でもお父さんもお母さんも、まったく気にしている様子がない。
そうか、大人というのはそこまで名前に拘らないものなんだ、という大発見をする。
とはいえ、私はまだ子どもだから、
「のろまなうさぎ」と言われては悔しくて泣いて帰る日々を送りながら、幼稚園を卒園する。

小学校に上がると幸い、普段は「みさきちゃん」に戻ることができた。
たまーに、喧嘩したりして、お互い心がすさんでいるときは、
かわいい暴言を言い合う中で「のろま!」などと罵倒された記憶もなくはないが、
(この頃はまだノロウイルスの存在はあまり有名ではなかった)
そんな時はこちらもかなり強気なので、あまり傷ついた記憶はない。

 

この頃の、今でも覚えている些細な思い出に、用務員のお兄さんがいる。作業服を着ていて、休み時間や給食の時間などに校舎と校舎の間に出ると、たまに会う、背の高い明るい男の人。名前も覚えていない。おそらく当時もよく知らない。その人が、私のことを覚えてくれていて、見かける度、「のろちゃん」と呼んでくれた。

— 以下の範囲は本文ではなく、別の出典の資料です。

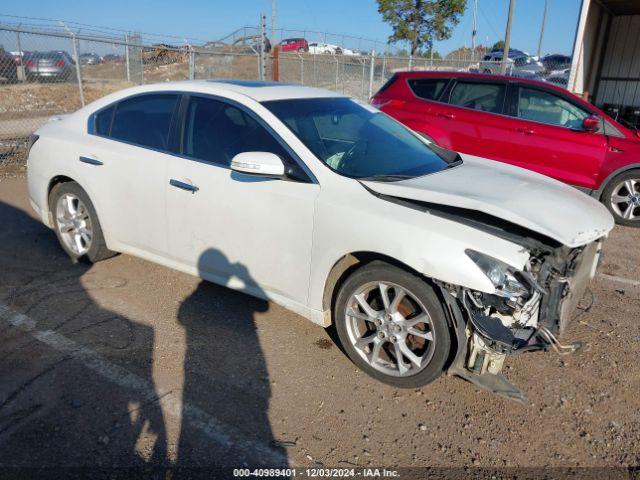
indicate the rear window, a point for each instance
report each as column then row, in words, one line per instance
column 144, row 120
column 428, row 88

(今思えばなんとタラちゃんと同じイントネーション!)

最初は「のろ」という呼び名に過剰に警戒していたので、ムッとした記憶がある。

しかし、そのうちに、その人の言う人懐っこい「のろちゃん」が、なんだかとても可愛らしいものに感じられてくる。この人は私を傷つけたり、バカにしようとして「のろちゃん」と呼んでいるのではなくて、可愛がってくれているのだ、というのは少女のこれまた大発見であった。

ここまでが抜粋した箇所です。